A study has revealed that of the 18.5 million indigenous women in African, only 0.6% (percent) have accessed advanced education.
According to the report (Global Study on Situation of Indigenous Women and Girls (2020), given by the International Indigenous Women’s Forum (Fimi) which is a global network comprising of leaders of indigenous women, revealed that around 97% (percent) indigenous women work in the informal sector.
The sample population consisted of indigenous women from 11 countries that include Kenya, Burkina Faso, Botswana, Burundi, Chad, and Cameroon. Other countries that were part of the study include the Democratic Republic of Congo (DRC), Nigeria, Tanzania, Mali, and South Africa.
Details on the Beijing Declaration
Commitments made under an unnamed Beijing Declaration and Platform for Action almost 25 years ago reveal goals set that the study used to map the progress so far. There were 12 commitments in the Beijing Declaration. The study revealed bottlenecks that helped in ensuring indigenous women are always behind in the pursuit of sustainable development.
They are nowhere near others in terms of access to education with just 11 % (percent) acquiring formal education. The rest do not have the literacy skills essential to securing better standards of living.
Sixty-one percent (61%) of women and girls with age above 15 years are in paid labor.
The Beijing Declaration sought to commit governments, civil societies, and the international community with non-governmental organizations among these, and the private sector to act on women’s poverty, education, health, armed conflict, and violence against them.
No country included in the study has fulfilled the commitments in the Declaration as per UN Women’s analysis on the progress the countries have made so far. This is mainly due to the country-level laws not recognizing them yet and hence eliminating the possibility of responding to their needs.
If the countries could understand the distinct inequalities that the women face when accessing healthcare services, the individual countries could establish laws and policies that can promote fairness when seeking maternal healthcare.
For instance, San women in Botswana reported discrimination while trying to access healthcare based on their appearance, gender, and class.

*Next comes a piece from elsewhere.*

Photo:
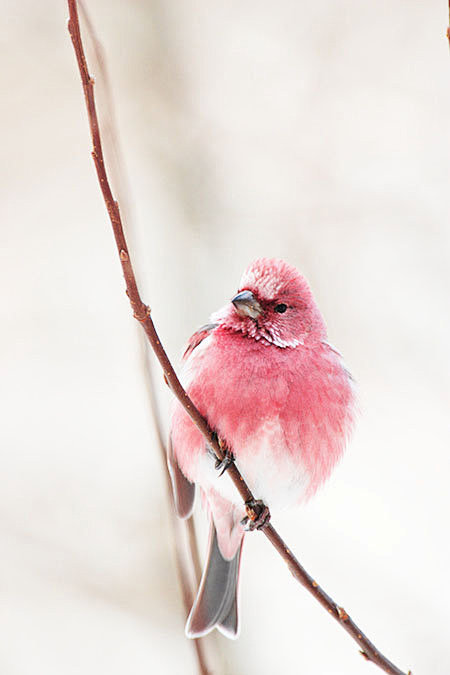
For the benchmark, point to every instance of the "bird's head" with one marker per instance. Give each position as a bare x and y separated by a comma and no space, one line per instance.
274,304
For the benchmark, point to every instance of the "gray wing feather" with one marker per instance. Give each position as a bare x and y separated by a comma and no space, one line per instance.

They avoided visiting healthcare centers because of this reason.
On the other hand, in Cameroon, access to health facilities is difficult as they are located quite far from the pygmy women and they charge a fee for treatment, which the poor indigenous women are often not able to meet.
“Indigenous women in conflict-affected countries like Sudan, Mali, Burkina Faso, and Cameroon, have said that women who are pregnant travel long distances to get to hospitals and face hard times on the way to the hospital,” reads part of the report.
Gender-based Violence
Soling gender-based violence (GBV)is also a problem among the indigenous communities.
Women interviewed in the report said they feared reporting cases of gender-based violence as they depend on men.
In Kenya, this implies indigenous women have suffered gender-based violence in silence instead of seeking help through the 10 GBV hotlines such as 1195, which is a toll-free number.